Daniel Lemire's blog

, 6 min read

Fast unary decoding

9 thoughts on “Fast unary decoding”

  1. JS says:

    See also __builtin_ctzll, _mm_tzcnt_64 and friends.

  2. KWillets says:

    This looks like some fun bit-twiddling.

    For the table-based method, would it work if for each byte you just store the lsb position and the byte without the lsb?

    Then you just look up the lsb position, replace the looked-up operand with its lsb-less version, and iterate until 0.

  3. @KWillets

    Part of my motivation for posting this here is to encourage others to try their own designs. There are many other strategies.

    I think that your approach would use less memory, but I think it would be slower.

  4. @JS

    I think that the instruction you want is popcnt with the corresponding _mm_popcnt_u64 intrinsic. I believe that other instructions are likely to give you slower code.

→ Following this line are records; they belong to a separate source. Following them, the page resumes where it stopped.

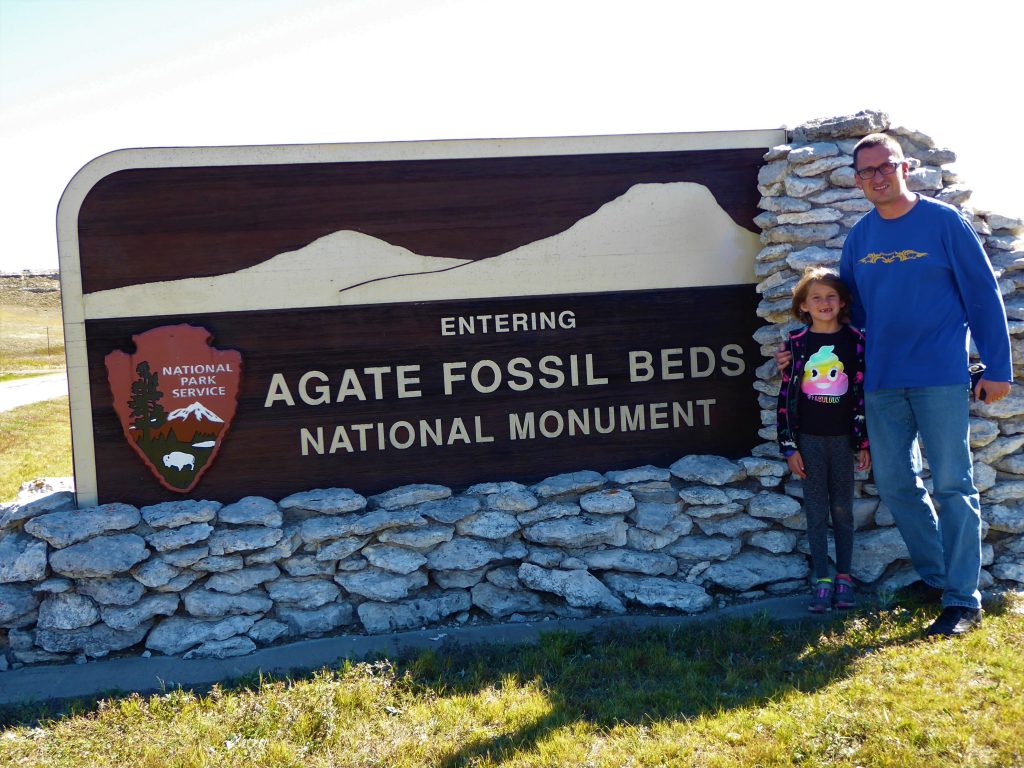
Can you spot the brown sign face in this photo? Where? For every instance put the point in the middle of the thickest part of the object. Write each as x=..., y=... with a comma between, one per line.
x=175, y=397
x=445, y=312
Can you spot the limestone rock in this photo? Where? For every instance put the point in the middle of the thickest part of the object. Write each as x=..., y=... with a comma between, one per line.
x=22, y=559
x=58, y=502
x=67, y=611
x=500, y=602
x=549, y=511
x=183, y=558
x=653, y=516
x=873, y=551
x=732, y=526
x=173, y=539
x=750, y=569
x=853, y=126
x=127, y=619
x=301, y=565
x=204, y=603
x=374, y=584
x=458, y=580
x=1004, y=518
x=421, y=539
x=253, y=510
x=155, y=573
x=177, y=634
x=379, y=617
x=773, y=506
x=637, y=474
x=303, y=623
x=578, y=531
x=96, y=641
x=409, y=496
x=325, y=502
x=235, y=646
x=579, y=588
x=179, y=583
x=513, y=501
x=608, y=502
x=54, y=586
x=649, y=563
x=776, y=542
x=237, y=582
x=698, y=548
x=394, y=559
x=231, y=541
x=491, y=523
x=704, y=496
x=267, y=631
x=1010, y=571
x=647, y=541
x=713, y=470
x=218, y=564
x=450, y=511
x=101, y=556
x=288, y=546
x=659, y=592
x=64, y=528
x=302, y=593
x=340, y=548
x=569, y=482
x=463, y=554
x=17, y=604
x=176, y=514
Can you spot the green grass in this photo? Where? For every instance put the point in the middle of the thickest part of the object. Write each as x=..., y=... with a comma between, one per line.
x=35, y=441
x=863, y=691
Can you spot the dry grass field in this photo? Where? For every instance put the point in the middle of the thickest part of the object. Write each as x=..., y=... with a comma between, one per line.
x=31, y=329
x=35, y=440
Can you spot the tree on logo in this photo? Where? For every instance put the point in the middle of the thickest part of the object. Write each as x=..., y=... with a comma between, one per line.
x=144, y=402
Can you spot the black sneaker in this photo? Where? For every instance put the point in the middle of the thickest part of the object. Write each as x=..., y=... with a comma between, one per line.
x=953, y=621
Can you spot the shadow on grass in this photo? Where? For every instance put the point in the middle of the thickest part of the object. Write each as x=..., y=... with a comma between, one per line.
x=621, y=675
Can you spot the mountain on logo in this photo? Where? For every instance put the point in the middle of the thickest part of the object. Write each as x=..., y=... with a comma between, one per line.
x=190, y=423
x=198, y=412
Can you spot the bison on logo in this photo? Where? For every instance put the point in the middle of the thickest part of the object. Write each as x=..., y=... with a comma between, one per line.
x=175, y=397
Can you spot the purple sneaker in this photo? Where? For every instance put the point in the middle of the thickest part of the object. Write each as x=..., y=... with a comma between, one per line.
x=821, y=599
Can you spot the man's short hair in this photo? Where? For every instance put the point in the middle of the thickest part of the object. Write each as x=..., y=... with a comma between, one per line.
x=879, y=139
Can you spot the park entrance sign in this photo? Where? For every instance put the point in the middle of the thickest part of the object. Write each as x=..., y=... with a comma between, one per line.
x=267, y=320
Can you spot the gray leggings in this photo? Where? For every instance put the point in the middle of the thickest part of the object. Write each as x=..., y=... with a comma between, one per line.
x=828, y=463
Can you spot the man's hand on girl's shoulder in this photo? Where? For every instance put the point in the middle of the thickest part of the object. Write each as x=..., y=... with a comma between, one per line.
x=863, y=460
x=782, y=357
x=796, y=462
x=988, y=391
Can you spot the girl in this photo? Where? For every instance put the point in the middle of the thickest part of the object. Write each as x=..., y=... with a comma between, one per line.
x=821, y=423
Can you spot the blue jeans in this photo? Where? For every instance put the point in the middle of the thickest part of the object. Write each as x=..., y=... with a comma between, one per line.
x=945, y=548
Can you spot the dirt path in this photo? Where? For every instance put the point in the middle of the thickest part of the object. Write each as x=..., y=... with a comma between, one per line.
x=26, y=391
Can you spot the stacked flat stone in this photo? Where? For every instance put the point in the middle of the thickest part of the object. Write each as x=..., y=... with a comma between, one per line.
x=201, y=579
x=810, y=201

    Update: This conjecture was false.

  5. Anonymous says:

    @Daniel,

    actually, you may be wrong. I tried the suggested function and it was always faster. On my laptop the difference is small, but it is more dramatic on fastpfor for some reason.

    Try this implementation:

    int bitscanunary_ctzl(long *bitmap, int bitmapsize, int *out) {
    int pos = 0;
    int val = 0, newval = 0;
    for(int k = 0; k < bitmapsize; ++k) {
    unsigned long bitset = bitmap[k];
    while (bitset != 0) {
    long t = bitset & -bitset;
    int r = __builtin_ctzl(bitset);
    newval = k * 64 + r;
    out[pos++] = newval – val;
    val = newval;
    bitset ^= t;
    }
    }
    return pos;
    }

  6. @Anonymous

    Indeed, the approach __builtin_ctzl can be faster. I was wrong. I have updated my blog post.

  7. Bulat Ziganshin says:

    I think that any possible implementation would stall a lot due to instruction dependencies. by running multiple decoders in parallel (in the same OS thread) you can make it much faster. the same may apply to your turbopfor library

  8. Stan says:

    The graph seems strange – I expect that the lookup table approach will take a constant time regardless of the number of set bits in a byte.

    1. Decoding speed does depend on the density. Why would it not?

      This being said, the code is available. I invite you to review the code and run it for yourself if you’d like.